Here you go, another unique and flavorful way to serve wholesome chicken breast and veggies! What stands out about this dish is the savory flavor of fresh tarragon and the creaminess of the sauce.
Serve it up on a big bed of CAULIFLOWER COUSCOUS for a quick, healthy family dinner.
Note: Cooking with fresh herbs, like tarragon, is a simple way to really turn up the flavor dial, in a natural, wholesome way. Consider planting fresh herbs in your garden or if you don’t have any outdoor space, you can grow your favorite herbs in little pots by your kitchen sink.
¼ pound green beans, trimmed and halved
2 tablespoons extra-virgin olive oil
2 boneless, skinless chicken breasts
sea salt and black pepper to taste
3 shallots, minced
½ cup dry white wine
¾ cup chicken broth
¼ cup coconut cream
¼ cup fresh tarragon, minced
2 tablespoons dijon mustard
In a large saucepan over high, bring 2 inches of water to a boil. Add the green beans and cook until tender, about 3 minutes. Drain and set aside.
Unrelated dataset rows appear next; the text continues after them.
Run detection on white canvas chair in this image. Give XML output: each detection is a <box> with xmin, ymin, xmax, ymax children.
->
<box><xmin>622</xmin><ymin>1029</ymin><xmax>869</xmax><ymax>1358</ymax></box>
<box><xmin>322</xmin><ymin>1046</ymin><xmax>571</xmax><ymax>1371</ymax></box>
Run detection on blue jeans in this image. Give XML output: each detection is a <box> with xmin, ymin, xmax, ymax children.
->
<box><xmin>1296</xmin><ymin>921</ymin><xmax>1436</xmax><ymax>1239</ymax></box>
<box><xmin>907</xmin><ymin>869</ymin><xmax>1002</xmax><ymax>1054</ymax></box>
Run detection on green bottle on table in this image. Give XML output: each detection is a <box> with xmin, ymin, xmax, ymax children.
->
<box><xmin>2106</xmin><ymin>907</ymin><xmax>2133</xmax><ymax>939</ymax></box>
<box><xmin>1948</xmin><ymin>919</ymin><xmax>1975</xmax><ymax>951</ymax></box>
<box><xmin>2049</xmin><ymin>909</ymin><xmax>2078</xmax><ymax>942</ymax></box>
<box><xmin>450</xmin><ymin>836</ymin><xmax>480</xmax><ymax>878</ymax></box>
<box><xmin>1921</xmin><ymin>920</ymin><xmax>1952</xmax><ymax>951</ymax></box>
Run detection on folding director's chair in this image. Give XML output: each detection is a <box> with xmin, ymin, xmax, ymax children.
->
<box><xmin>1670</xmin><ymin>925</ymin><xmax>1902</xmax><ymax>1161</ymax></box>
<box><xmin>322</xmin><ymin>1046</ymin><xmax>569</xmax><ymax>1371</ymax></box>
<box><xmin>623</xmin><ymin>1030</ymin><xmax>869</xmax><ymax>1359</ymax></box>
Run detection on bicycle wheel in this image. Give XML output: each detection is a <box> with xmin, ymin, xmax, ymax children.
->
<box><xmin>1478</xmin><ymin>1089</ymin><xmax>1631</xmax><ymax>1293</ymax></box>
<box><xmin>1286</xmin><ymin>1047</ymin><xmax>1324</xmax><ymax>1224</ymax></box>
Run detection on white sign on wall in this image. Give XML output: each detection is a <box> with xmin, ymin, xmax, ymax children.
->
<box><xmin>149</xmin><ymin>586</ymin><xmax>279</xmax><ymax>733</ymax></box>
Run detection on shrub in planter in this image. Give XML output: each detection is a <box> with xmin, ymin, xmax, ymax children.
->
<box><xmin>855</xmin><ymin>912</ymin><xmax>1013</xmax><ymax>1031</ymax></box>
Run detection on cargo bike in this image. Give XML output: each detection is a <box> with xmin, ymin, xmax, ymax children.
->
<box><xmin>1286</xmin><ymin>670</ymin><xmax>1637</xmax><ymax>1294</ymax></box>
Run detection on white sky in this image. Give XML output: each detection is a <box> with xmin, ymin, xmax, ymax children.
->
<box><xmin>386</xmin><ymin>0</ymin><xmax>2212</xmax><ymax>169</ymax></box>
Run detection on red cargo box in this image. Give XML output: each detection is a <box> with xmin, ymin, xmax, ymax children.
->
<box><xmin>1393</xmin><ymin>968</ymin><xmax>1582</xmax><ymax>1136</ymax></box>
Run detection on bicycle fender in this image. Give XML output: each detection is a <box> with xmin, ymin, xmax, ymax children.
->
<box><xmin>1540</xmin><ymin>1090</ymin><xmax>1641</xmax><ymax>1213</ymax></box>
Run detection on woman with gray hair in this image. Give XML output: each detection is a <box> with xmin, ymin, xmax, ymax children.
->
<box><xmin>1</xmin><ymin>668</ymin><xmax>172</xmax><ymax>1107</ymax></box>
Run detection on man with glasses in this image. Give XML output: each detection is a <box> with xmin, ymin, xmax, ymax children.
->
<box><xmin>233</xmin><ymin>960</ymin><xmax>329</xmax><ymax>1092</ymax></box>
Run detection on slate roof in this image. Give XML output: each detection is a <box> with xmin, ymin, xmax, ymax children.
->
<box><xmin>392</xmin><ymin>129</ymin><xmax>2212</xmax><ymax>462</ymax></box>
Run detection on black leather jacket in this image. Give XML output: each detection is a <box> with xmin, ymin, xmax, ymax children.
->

In a grill pan, heat 1 tablespoon of the olive oil over medium-high heat. Rinse the chicken breasts and pat dry with paper towels. Season both sides with sea salt and black pepper. Place the chicken breasts in the heated grill pan and cook, turning once, until golden and cooked through, about 8 minutes per side. Transfer to a cutting board or plate and, once cooled, cut into bite-size pieces.
In a large skillet, heat the remaining 1 tablespoon olive oil over medium-high heat. Add the shallots and garlic. After 3 minutes, add the wine; 3 minutes later, add the chicken broth, coconut cream, tarragon, and Dijon. Season with salt and pepper.
Add the green beans and chicken to the sauce. Mix well and serve.